残るはトトンだけだが……駄目か、眠そうにしている。
「確かにそちらの方の目撃証言だけで、君達をアレコレ詮索するのは申し訳ないと思っている。しかし、こうなった以上何か証明出来るモノが欲しいんだ。そしてはっきり言うが……私から見ても、君達は怪しい。とても戦闘出来そうな体格をしていないのに、アレだけの魔石を持ち込み、更にはずっとフードで顔を隠している。
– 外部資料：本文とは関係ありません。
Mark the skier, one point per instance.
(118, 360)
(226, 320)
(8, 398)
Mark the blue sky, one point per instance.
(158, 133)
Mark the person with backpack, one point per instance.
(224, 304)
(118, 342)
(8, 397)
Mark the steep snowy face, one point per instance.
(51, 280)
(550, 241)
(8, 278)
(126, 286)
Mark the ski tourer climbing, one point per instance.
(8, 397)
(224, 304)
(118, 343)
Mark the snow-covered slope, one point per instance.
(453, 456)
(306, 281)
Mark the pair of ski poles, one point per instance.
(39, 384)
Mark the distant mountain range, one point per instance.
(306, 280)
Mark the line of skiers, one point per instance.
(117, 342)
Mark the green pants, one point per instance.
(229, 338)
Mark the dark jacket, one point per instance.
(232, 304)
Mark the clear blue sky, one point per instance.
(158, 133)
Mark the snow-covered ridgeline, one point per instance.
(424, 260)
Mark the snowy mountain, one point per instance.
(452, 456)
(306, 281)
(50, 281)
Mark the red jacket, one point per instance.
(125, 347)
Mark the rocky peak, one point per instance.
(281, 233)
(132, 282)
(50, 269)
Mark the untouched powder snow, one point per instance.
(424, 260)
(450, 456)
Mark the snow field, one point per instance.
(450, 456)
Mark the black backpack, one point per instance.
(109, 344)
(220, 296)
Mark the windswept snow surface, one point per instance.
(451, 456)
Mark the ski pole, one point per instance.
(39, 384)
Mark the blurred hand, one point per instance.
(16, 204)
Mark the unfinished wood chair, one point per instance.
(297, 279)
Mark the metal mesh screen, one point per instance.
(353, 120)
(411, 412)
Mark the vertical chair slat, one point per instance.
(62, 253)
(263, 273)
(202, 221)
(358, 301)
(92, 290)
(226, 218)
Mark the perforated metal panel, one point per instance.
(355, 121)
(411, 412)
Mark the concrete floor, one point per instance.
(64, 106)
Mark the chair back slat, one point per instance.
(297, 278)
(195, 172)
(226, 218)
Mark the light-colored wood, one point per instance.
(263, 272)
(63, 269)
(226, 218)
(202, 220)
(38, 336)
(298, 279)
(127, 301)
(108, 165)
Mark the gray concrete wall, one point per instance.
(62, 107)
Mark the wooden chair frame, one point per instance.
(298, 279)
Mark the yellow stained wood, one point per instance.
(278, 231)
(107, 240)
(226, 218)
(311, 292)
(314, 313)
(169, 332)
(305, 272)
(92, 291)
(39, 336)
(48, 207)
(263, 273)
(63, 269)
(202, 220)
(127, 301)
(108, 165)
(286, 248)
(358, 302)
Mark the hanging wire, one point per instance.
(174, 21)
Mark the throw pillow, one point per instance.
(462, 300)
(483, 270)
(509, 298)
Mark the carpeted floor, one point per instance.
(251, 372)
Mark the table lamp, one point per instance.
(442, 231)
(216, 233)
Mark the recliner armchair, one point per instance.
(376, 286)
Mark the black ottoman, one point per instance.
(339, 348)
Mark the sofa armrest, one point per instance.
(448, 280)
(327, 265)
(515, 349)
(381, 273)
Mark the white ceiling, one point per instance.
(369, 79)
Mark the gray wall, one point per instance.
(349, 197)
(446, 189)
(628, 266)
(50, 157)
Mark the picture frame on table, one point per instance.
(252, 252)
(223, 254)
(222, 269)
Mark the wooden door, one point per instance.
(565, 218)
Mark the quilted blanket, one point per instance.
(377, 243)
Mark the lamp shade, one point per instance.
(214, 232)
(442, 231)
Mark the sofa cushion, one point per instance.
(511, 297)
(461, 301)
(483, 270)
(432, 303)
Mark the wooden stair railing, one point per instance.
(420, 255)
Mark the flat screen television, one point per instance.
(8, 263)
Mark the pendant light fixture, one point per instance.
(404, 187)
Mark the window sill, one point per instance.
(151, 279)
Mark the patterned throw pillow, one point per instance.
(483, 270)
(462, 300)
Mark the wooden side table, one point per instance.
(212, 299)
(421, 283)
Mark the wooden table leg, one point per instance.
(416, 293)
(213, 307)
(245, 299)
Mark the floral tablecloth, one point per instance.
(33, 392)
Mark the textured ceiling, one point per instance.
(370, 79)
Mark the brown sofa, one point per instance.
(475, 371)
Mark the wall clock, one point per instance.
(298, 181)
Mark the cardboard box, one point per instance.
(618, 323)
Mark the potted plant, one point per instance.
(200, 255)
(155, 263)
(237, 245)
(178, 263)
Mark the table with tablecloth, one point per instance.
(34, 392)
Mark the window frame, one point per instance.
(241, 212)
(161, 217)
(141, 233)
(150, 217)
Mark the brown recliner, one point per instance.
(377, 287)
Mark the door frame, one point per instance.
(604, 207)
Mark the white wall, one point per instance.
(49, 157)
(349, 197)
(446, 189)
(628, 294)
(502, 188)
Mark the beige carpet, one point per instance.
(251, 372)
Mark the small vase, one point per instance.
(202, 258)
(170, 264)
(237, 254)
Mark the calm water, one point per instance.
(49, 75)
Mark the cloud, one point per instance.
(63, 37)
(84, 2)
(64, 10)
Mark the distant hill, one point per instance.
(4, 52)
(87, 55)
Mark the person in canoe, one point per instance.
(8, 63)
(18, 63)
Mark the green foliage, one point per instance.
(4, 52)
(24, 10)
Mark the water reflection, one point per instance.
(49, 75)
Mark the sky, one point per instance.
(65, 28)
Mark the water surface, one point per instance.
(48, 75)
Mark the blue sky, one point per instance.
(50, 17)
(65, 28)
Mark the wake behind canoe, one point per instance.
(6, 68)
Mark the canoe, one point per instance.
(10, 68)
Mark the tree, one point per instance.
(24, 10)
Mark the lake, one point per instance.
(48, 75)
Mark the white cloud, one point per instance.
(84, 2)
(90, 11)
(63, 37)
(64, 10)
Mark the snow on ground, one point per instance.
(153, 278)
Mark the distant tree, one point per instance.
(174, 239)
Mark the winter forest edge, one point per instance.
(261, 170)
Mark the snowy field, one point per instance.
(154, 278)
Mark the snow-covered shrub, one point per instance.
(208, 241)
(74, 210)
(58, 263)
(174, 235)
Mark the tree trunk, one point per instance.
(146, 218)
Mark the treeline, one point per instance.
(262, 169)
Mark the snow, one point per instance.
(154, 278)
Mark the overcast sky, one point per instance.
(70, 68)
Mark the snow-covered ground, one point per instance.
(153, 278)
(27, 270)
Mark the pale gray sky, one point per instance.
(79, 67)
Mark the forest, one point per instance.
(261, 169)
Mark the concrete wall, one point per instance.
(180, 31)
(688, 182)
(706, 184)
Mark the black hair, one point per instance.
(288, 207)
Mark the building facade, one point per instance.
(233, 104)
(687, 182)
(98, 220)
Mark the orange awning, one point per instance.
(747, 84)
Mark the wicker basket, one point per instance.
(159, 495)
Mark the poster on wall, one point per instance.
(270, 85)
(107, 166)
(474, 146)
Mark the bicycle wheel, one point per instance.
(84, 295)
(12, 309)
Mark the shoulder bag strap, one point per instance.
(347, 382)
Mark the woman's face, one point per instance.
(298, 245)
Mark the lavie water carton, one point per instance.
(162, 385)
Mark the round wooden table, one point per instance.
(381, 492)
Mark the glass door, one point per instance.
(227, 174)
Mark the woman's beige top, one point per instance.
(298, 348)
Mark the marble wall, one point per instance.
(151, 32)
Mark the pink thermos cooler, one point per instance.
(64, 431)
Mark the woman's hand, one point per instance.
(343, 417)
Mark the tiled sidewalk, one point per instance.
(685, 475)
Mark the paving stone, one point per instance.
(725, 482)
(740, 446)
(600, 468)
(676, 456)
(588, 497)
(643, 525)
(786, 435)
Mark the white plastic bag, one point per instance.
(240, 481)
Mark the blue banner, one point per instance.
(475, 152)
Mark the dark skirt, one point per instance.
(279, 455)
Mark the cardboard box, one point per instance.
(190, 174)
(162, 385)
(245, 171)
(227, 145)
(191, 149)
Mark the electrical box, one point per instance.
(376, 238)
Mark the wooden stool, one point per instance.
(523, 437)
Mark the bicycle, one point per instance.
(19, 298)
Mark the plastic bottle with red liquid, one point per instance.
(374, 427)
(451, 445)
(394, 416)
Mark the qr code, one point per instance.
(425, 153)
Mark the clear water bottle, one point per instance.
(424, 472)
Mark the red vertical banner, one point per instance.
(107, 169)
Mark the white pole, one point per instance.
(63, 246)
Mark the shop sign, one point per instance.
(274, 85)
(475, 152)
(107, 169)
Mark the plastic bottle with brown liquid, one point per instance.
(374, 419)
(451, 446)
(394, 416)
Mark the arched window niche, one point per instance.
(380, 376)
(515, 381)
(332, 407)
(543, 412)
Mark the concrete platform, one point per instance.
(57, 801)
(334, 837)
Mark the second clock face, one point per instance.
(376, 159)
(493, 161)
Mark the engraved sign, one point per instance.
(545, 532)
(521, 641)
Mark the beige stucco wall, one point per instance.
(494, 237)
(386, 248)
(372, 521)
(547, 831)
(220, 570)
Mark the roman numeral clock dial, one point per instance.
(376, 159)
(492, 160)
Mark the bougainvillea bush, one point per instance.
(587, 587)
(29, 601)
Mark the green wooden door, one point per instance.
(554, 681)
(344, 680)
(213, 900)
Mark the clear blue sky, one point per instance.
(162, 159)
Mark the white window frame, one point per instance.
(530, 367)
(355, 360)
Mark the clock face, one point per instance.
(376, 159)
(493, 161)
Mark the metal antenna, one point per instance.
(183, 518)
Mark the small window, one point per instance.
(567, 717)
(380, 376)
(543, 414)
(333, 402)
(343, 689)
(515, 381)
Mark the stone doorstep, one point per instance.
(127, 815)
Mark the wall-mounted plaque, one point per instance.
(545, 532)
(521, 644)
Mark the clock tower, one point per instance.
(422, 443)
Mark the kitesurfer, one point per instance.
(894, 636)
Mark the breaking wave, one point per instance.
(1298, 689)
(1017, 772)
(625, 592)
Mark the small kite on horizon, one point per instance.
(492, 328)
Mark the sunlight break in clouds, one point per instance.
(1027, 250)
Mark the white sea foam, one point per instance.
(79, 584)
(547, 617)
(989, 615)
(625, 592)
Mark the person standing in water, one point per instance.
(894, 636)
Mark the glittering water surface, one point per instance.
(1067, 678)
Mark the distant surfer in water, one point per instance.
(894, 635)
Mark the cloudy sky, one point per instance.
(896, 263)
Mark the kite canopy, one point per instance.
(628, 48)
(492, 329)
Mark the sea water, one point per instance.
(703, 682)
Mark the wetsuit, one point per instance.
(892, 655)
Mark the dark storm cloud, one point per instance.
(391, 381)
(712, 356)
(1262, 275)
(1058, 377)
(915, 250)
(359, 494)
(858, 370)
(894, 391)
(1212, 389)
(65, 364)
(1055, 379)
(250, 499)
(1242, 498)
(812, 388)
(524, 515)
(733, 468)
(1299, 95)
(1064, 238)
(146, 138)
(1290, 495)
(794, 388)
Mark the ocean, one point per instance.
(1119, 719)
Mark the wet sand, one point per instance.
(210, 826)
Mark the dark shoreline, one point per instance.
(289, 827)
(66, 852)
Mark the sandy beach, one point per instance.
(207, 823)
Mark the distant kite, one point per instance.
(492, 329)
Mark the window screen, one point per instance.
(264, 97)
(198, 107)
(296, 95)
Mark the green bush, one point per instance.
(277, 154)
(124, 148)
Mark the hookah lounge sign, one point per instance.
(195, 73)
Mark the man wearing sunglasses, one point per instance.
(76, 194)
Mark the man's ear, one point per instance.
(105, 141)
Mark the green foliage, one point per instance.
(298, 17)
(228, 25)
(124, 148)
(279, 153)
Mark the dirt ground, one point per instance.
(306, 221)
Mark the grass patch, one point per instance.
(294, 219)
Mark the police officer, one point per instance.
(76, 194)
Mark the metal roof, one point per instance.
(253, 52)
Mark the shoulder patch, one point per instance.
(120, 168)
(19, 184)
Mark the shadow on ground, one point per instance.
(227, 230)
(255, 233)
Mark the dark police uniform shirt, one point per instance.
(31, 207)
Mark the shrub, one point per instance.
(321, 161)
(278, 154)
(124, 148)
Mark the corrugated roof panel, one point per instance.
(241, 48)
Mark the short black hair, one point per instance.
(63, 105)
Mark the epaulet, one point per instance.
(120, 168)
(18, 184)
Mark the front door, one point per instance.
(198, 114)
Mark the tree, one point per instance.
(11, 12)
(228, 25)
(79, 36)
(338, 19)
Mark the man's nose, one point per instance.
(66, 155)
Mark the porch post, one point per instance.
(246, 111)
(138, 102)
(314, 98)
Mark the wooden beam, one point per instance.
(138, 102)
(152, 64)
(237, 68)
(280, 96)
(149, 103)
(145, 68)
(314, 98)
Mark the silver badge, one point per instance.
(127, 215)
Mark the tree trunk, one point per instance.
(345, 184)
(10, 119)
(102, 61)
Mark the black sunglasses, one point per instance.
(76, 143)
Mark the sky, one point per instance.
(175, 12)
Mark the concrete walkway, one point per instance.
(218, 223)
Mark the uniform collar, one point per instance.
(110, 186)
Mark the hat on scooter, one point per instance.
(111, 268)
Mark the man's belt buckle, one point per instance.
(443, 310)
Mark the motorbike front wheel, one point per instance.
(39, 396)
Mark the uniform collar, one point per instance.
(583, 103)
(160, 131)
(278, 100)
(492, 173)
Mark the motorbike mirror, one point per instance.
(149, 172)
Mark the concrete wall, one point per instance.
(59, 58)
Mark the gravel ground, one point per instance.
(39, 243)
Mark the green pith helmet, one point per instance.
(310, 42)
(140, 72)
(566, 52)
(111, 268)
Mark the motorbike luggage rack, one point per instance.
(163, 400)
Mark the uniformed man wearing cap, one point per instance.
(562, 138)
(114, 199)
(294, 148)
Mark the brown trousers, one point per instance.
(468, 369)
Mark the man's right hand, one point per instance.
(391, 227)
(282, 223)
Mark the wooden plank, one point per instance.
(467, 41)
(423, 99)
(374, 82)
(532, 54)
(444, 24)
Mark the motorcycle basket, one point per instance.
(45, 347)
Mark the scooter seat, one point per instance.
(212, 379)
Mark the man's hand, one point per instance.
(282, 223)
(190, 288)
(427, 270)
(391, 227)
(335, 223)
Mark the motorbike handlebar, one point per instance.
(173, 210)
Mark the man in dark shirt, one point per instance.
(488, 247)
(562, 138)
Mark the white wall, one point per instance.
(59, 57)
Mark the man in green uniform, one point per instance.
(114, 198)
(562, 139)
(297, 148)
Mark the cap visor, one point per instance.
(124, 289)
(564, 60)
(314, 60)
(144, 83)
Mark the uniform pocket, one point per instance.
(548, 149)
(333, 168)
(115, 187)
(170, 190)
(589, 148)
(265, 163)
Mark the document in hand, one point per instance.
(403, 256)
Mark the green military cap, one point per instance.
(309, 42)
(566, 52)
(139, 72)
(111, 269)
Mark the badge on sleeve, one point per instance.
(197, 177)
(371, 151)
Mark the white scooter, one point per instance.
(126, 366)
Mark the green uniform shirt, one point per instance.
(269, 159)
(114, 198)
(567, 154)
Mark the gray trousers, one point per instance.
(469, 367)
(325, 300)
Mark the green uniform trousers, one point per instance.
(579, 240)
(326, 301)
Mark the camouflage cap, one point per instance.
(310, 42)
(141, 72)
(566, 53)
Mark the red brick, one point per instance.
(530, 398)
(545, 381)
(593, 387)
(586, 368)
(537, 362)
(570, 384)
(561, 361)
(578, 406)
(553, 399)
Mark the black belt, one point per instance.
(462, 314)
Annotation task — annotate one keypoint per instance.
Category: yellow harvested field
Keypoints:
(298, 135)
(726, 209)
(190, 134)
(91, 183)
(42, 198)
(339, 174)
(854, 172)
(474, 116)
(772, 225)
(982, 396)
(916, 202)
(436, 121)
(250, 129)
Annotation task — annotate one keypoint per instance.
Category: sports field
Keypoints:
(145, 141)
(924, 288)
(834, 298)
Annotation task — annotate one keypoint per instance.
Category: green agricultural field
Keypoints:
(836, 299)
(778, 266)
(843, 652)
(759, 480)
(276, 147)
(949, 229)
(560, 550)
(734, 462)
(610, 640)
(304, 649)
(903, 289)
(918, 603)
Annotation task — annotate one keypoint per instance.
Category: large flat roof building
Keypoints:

正直な所を言うと、何かしら後ろ暗い所でもあるのかと、調査しようかと検討していた所だ」
あっはっは、滅茶苦茶怪しまれてましたわ、俺等。
まぁそうよね、怪しさバリバリだよね。
こっちの世界の魔石の需要というのがいまいち分かってない状態で、やっぱ一気に売り過ぎたか。
俺達にとっては、使わない
でもやってしまったものは仕方ない。
しかし、どうするかなぁ……コレ。
「証明、証明かぁ……」
う~むと唸って首を傾げていれば、暇そうにしていたトトンがちょいちょいっとコッチの裾を引っ張って来た。
なんだよ、飽きたのは分かるけど少し大人しく――
「なぁクウリ、もう見せちゃった方が早いんじゃね?」
「それは、どういうことかね?」
ちびっ子の発言に、支部長の目が更に鋭くなった。
もぉぉぉ! 安易にそういう匂わせる発言しないの!
とかなんとか、説教したくなった所で。
「クウリ、昨日指輪のアクセ普通に外してポケットに仕舞ったじゃん? イズだって普通に兜取ってたし。だったらアレも、取れるんじゃないの? 目の前で外して、装備品だぁって言えば良いだけじゃない?」
トトン、お前……意外と機転が利くな。
というか、本当は頭良いのか?
よし、今日の飯はコイツの好きな物を買ってやろう。
「よく分からないが、とりあえず全員ローブを脱いで顔と姿を見せてもらう事は可能か? いつまでも姿を隠したままでは、疑ってくれと言っている様なモノだ」
ま、そうですよね。
でもですよ支部長、多分見たら驚くよ。
この下、マジで統一性無い服装の奴らの集まりだから。